Beryllium is especialy not desired where high conductivity is required
such as electrical cables. Beryllium copper is used where a very hard
stiff high strength corrosion resistant alloy is required i.e. for non
sparking tools , springs, gears, bearings etc. A remark to not use
Berrylium copper is a wise one since the fumes are toxic but it
wont’be found in electrical cable.


Can any tell me why I should not use copper wire containing

Because beryllium (Be) is extremely toxic, and can be shed as fumes
when the copper alloy is heated. Not to mention dust generated
during cutting, filing, polishing, etc.


Hi Jesse; I don’t know about copper being used in electrical wire, it
seems unlikely, but there is a common application of it in electrical
applications. My father worked in a Beryllium plant. They made
copper springs, used to press the brushes to the communtator in large
motors. The beryllium in the copper made the copper very springy, as
you describe. He got a bad case of berylium poisoning from inhaling
the dust. It almost killed him, but there was no lasting damage. He
left the position immediately after that.

David L. Huffman

Electrical wire does not contain Beryllium. Beryllium Copper is used
in the electronics industry as a spring material. It looks like brass
and is very hard and springy it is normally found in sheet form. You
would have great difficulty in bending it for cloisonne wire due to
its hardness.
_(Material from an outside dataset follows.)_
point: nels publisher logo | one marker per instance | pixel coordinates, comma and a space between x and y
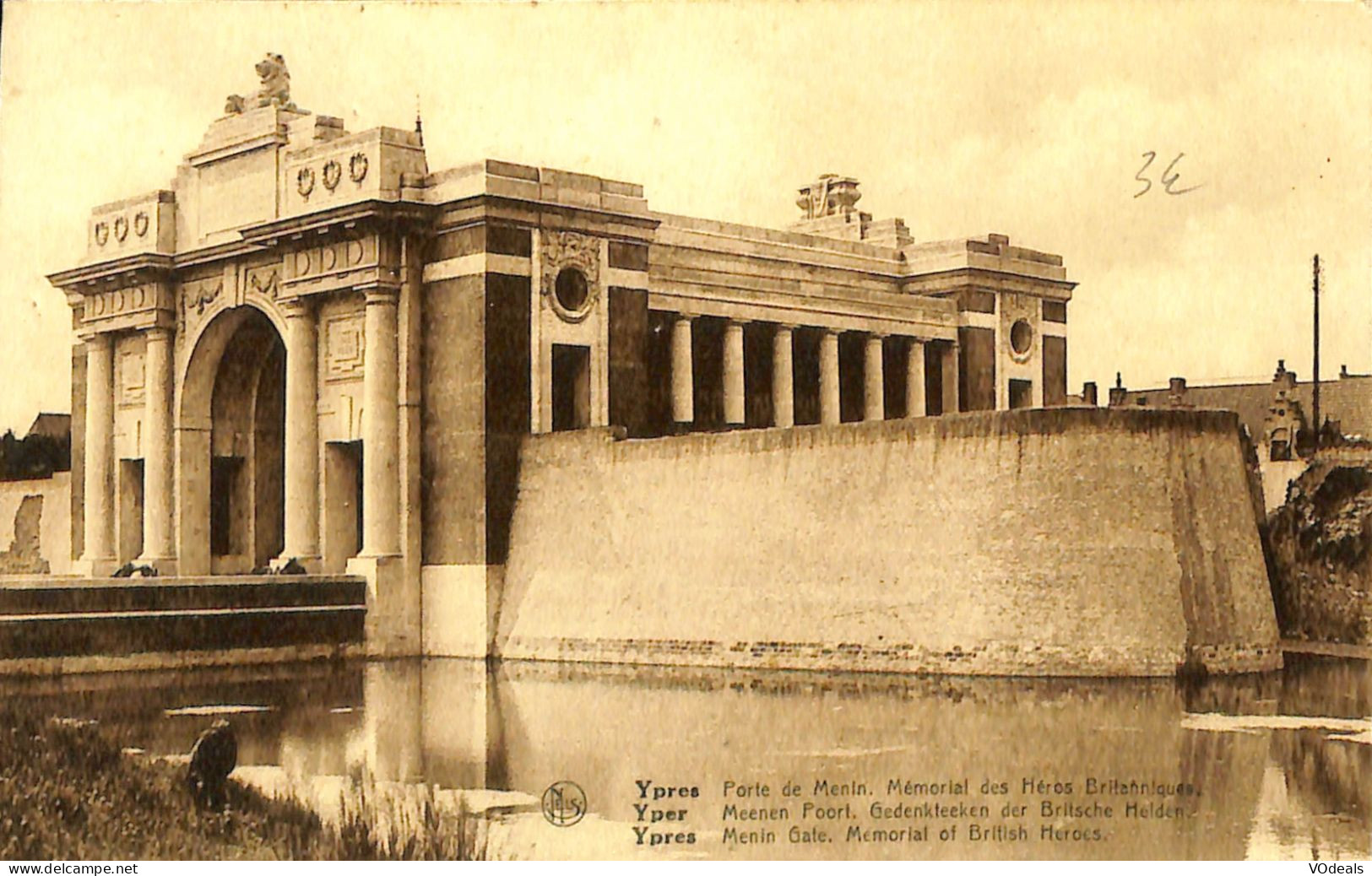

I worked with the stuff for years in the electronics
industry you do need to take precautions with it but it is generally
only a problem if it is in dust form and inhaled or ingested.

James Binnion Metal Arts

Member of the Better Business Bureau

Hello tas, Don’t be afraid of the beryllium in the copper, it is very
well bonded in the crystal matrix of the copper. And it can come out
only when you overheat the copper when you melt it. (to boiling the
stuff). Also the polishing dust is still copper bindet. Beryllium is
used to make copper springs, and copper tool who do not give of sparks
and static electricity. It is used in explosion dangerous
environments, like fire work manufacturers.